Brazil, Alarmed, Reconsiders Policy on Climate Change


MANAUS, Brazil — Alarmed at recent indications of climate change here in the Amazon and in other regions of Brazil, the government of President Luiz Inácio Lula da Silva has begun showing signs of new flexibility in the tangled, politically volatile international negotiations to limit human-caused global warming.

The factors behind the re-evaluation range from a drought here in the Amazon rain forest, the world’s largest, and the impact that it could have on agriculture if it recurs, to new phenomena like a hurricane in the south of Brazil. As a result, environmental advocates, scientists and some politicians say, Brazilian policy makers and the public they serve are increasingly seeing climate change not as a distant problem, but as one that could affect them too.

Brazil remains suspicious of foreign involvement in its management of the Amazon, which it views as a domestic matter. But negotiators and others who monitor international climate talks say Brazil is now willing to discuss issues that until recently it considered off the table, including market-based programs to curb the carbon emissions that result from massive deforestation in the Amazon, in which areas the size of New Jersey or larger are razed each year.

“I think things have advanced, certainly, compared to three years ago, when the government simply refused to discuss deforestation in international forums,” said Márcio Santilli, a former government official who helped start the Socio-Environmental Institute, an environmental group in Brasília. “There has been a change of posture which reflects the worries of Brazilian public opinion on this issue, which in turn puts pressure on politicians.”

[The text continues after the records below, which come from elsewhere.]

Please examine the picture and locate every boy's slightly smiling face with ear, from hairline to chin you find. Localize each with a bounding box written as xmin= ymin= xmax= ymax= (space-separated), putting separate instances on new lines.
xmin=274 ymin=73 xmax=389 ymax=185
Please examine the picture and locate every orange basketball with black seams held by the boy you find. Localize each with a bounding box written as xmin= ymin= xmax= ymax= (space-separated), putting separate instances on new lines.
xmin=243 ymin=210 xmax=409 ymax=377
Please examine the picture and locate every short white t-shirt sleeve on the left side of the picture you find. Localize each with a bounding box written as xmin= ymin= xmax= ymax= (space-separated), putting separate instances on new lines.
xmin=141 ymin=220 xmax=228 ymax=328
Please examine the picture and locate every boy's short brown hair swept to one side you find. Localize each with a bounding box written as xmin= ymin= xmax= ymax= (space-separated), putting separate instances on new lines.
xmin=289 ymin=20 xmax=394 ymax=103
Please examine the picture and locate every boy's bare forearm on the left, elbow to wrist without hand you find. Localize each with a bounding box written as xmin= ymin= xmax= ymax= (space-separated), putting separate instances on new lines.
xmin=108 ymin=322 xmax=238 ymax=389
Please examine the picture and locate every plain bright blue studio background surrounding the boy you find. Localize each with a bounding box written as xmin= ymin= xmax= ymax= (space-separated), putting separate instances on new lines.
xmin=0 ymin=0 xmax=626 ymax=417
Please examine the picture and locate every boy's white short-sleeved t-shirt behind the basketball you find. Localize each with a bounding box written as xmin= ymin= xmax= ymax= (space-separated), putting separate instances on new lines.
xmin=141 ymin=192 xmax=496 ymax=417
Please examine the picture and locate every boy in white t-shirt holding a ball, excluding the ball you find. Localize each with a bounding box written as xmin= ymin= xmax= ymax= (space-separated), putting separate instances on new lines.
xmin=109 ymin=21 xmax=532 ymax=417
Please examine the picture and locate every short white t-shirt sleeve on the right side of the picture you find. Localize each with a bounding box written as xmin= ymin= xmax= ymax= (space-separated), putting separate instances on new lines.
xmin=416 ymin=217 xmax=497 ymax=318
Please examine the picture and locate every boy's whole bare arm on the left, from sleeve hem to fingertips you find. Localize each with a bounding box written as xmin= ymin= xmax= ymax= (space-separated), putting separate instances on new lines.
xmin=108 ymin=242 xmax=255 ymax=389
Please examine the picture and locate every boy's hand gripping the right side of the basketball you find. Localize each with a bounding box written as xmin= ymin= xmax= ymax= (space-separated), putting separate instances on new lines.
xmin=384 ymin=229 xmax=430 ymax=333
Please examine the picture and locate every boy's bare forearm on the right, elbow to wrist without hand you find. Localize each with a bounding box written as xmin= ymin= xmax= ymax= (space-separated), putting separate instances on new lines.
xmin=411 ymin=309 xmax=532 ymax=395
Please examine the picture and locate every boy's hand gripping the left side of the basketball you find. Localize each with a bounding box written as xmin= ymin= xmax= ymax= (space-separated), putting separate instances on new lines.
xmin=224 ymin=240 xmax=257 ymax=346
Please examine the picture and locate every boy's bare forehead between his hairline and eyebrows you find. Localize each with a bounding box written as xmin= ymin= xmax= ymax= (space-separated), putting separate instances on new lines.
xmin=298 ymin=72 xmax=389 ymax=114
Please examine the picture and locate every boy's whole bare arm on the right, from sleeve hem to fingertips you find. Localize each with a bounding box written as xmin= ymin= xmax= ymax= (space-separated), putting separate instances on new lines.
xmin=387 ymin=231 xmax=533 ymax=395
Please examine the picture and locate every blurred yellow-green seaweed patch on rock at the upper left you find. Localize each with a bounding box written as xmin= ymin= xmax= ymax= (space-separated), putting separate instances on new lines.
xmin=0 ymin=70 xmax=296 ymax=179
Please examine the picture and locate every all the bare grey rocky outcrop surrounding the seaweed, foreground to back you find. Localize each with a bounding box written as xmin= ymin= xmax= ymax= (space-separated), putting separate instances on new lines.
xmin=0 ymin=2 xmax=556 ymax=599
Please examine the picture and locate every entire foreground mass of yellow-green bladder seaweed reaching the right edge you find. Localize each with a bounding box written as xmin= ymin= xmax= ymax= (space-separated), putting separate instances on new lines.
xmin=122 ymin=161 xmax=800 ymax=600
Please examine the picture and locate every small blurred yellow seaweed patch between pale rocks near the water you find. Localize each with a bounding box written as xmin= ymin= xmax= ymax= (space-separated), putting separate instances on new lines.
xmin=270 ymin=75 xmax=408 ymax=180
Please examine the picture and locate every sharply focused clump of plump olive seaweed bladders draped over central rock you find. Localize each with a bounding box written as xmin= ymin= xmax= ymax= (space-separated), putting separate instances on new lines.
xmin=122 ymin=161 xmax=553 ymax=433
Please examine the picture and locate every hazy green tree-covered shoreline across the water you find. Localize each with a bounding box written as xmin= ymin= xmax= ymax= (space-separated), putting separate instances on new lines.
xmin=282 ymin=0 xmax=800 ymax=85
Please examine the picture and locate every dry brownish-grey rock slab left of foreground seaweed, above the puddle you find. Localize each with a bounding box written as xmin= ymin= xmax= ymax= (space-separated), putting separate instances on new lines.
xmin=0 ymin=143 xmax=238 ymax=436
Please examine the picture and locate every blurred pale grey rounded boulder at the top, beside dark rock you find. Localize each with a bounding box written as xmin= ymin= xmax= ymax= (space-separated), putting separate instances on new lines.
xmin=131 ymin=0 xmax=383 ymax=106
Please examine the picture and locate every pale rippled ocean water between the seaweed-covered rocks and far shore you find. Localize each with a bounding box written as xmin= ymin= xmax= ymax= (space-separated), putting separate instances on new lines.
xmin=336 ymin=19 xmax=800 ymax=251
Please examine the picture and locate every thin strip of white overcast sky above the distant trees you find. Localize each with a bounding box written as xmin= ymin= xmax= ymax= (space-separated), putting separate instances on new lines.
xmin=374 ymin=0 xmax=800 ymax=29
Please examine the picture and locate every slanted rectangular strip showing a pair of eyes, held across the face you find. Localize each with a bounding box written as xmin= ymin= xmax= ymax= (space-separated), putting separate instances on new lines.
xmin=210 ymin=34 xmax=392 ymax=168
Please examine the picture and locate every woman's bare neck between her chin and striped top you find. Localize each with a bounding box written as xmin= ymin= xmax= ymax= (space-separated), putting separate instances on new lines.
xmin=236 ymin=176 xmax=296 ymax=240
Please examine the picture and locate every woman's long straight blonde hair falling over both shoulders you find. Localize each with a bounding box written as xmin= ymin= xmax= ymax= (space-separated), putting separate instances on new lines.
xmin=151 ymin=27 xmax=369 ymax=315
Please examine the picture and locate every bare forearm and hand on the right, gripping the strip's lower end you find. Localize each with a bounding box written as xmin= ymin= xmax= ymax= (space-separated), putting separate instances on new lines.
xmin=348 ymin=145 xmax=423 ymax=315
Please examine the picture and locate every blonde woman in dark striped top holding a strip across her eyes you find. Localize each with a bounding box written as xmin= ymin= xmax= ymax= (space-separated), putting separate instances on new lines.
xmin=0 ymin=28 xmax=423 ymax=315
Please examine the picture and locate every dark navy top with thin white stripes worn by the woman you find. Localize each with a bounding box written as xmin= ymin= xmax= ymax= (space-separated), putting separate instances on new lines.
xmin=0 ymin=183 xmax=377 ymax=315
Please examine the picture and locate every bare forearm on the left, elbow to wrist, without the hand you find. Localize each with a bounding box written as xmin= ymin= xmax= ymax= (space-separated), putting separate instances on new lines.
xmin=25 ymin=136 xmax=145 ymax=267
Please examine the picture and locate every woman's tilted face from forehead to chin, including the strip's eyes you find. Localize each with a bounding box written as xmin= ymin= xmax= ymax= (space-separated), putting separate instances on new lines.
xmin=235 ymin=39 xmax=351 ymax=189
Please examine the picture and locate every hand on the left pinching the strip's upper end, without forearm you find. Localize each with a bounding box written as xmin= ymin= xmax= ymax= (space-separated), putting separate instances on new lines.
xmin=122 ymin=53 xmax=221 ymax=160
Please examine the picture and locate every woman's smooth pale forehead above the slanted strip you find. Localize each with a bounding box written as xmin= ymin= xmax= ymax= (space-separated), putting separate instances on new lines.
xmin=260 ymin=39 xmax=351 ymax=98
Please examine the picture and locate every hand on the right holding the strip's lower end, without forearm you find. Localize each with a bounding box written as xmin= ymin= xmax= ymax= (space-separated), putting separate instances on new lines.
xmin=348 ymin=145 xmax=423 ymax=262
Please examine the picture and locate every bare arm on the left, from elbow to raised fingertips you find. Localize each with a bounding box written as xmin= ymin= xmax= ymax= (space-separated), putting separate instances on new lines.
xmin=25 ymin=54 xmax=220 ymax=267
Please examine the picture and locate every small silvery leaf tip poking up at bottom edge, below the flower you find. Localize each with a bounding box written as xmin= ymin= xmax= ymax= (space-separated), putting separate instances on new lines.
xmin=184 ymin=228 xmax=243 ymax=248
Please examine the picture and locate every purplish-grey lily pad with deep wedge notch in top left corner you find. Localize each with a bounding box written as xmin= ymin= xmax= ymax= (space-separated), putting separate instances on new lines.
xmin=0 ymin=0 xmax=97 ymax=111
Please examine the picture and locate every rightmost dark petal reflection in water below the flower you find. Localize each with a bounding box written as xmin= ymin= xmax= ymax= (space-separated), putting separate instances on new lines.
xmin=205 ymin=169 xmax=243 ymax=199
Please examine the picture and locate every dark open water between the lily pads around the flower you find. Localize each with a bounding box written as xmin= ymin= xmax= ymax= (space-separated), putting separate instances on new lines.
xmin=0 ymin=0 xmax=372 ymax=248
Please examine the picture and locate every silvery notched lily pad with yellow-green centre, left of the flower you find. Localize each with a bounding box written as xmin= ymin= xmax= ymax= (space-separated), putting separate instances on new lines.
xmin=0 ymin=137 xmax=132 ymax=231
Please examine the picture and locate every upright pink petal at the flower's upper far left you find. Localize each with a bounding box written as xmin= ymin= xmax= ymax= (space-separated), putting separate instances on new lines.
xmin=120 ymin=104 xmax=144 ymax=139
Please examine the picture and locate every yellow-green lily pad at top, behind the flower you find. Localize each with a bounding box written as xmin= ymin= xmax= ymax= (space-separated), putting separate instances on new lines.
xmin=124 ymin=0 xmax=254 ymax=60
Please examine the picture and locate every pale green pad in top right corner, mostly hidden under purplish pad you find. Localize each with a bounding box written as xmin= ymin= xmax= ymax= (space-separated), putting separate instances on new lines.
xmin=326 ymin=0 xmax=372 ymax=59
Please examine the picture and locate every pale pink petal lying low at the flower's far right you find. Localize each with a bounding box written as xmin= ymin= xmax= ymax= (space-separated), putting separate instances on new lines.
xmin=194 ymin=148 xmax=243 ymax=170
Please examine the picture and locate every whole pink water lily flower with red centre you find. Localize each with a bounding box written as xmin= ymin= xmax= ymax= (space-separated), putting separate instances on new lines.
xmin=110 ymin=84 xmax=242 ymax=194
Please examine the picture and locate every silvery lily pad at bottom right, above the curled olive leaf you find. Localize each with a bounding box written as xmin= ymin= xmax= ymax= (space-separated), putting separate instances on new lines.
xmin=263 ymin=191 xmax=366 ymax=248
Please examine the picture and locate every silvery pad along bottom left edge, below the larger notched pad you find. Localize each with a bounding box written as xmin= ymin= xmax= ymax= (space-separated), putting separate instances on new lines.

For years, Brazil’s position in international climate change talks has been that Northern Hemisphere industrial countries must shoulder the burden of reducing greenhouse gas emissions. Fearing a loss of sovereignty, it has resisted plans to create market mechanisms to provide payments for reductions in deforestation and carbon emissions, accompanied by international monitoring.

Brazil’s stance on such issues is vitally important because by most calculations it is the fourth-largest producer of the greenhouse gases that most scientists believe are the principal cause of global warming. Three-quarters of those emissions result from deforestation, the overwhelming bulk of which occurs here.